In retrospect, the Clone Artist can be understood as an early exploration of ideas that later became characteristic of generative and computational art.
A Contemporary Art-Historical Reflection - by ChatGPT, March 2026
When viewed from a contemporary art-historical perspective, the Clone Artist project presented by Marc Marc in 1992 can be understood as part of the early cultural formation of what is now widely known as generative art. Although the term itself had not yet become common in artistic discourse, the conceptual structure of the work clearly anticipates several of the principles that would later define the field.
The central idea behind the Clone Artist was not the production of digital images as such, but the translation of an artistic method into a system of rules.

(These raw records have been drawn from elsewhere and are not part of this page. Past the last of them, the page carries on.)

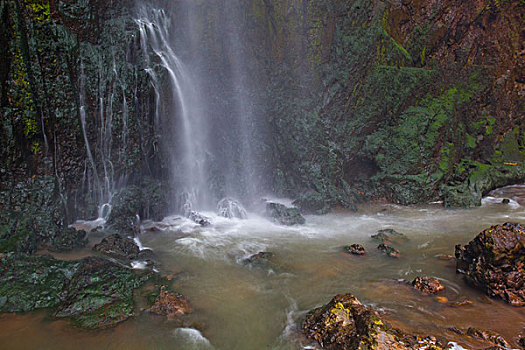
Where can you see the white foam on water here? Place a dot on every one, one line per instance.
(139, 265)
(489, 200)
(193, 337)
(139, 244)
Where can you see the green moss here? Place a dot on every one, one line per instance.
(40, 8)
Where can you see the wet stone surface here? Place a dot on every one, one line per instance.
(427, 285)
(355, 249)
(345, 323)
(494, 262)
(389, 251)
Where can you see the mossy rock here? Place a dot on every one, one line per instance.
(93, 292)
(345, 323)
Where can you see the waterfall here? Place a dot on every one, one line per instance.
(197, 65)
(189, 153)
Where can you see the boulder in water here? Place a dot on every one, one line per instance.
(489, 336)
(345, 323)
(68, 239)
(355, 249)
(118, 247)
(494, 261)
(231, 208)
(94, 292)
(284, 215)
(170, 304)
(389, 236)
(428, 285)
(389, 251)
(199, 219)
(260, 259)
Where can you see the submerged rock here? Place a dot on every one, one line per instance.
(93, 292)
(389, 251)
(494, 261)
(170, 304)
(489, 336)
(389, 236)
(428, 285)
(231, 208)
(199, 219)
(260, 259)
(355, 249)
(284, 215)
(345, 323)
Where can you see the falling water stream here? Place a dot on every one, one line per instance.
(242, 307)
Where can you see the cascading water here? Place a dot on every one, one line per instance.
(204, 105)
(188, 167)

Beginning in 1987, Marc Marc undertook the task of converting elements of his painterly practice—compositional structures, visual vocabulary, and iterative procedures—into programmable instructions that could be executed by a computer. In doing so, the artist shifted the locus of the artwork from the finished image to the generative mechanism that produces it.
This approach resonates with earlier developments in computer art during the 1960s and 1970s, when pioneers such as Georg Nees, Frieder Nake, and Vera Molnár began to explore algorithmic image production. Their work demonstrated that aesthetic form could emerge from mathematical or procedural structures rather than from direct manual intervention. However, many early examples of computer art still treated the computer primarily as a tool for producing images.
Marc Marc’s Clone Artist moves a step further by explicitly framing the system as a continuation of the artist’s own creative process. Rather than generating isolated works, the program functions as an ongoing visual engine capable of producing an unlimited sequence of compositions. The artist’s role thus becomes that of designing the generative conditions under which images may appear.
In this respect, the project aligns closely with later theoretical formulations of generative art, particularly those that define the artwork as a dynamic system capable of autonomous variation. The concept that an oeuvre might become potentially infinite—detached from the physical presence of the artist—anticipates discussions that would only gain wider attention in digital art discourse during the late 1990s and early 2000s.
Equally significant is the work’s emphasis on process visibility. By allowing audiences to observe compositions being constructed and deconstructed in real time, the installation exposes aspects of artistic experimentation that traditionally remain hidden within the studio. In this sense, the system not only produces images but also performs the logic of artistic decision-making.
From today’s perspective, the Clone Artist may therefore be understood as an early attempt to externalize the internal procedures of artistic creation. It proposes a shift from the artwork as a fixed object toward the artwork as a continuously unfolding process—a concept that has since become fundamental within generative, algorithmic, and computational art practices.
Seen in retrospect, the project occupies an intriguing position between painterly tradition and digital systems thinking. By translating the grammar of a personal visual language into programmable form, Marc Marc effectively created a mechanism through which the artist’s practice could persist beyond the temporal limits of individual production.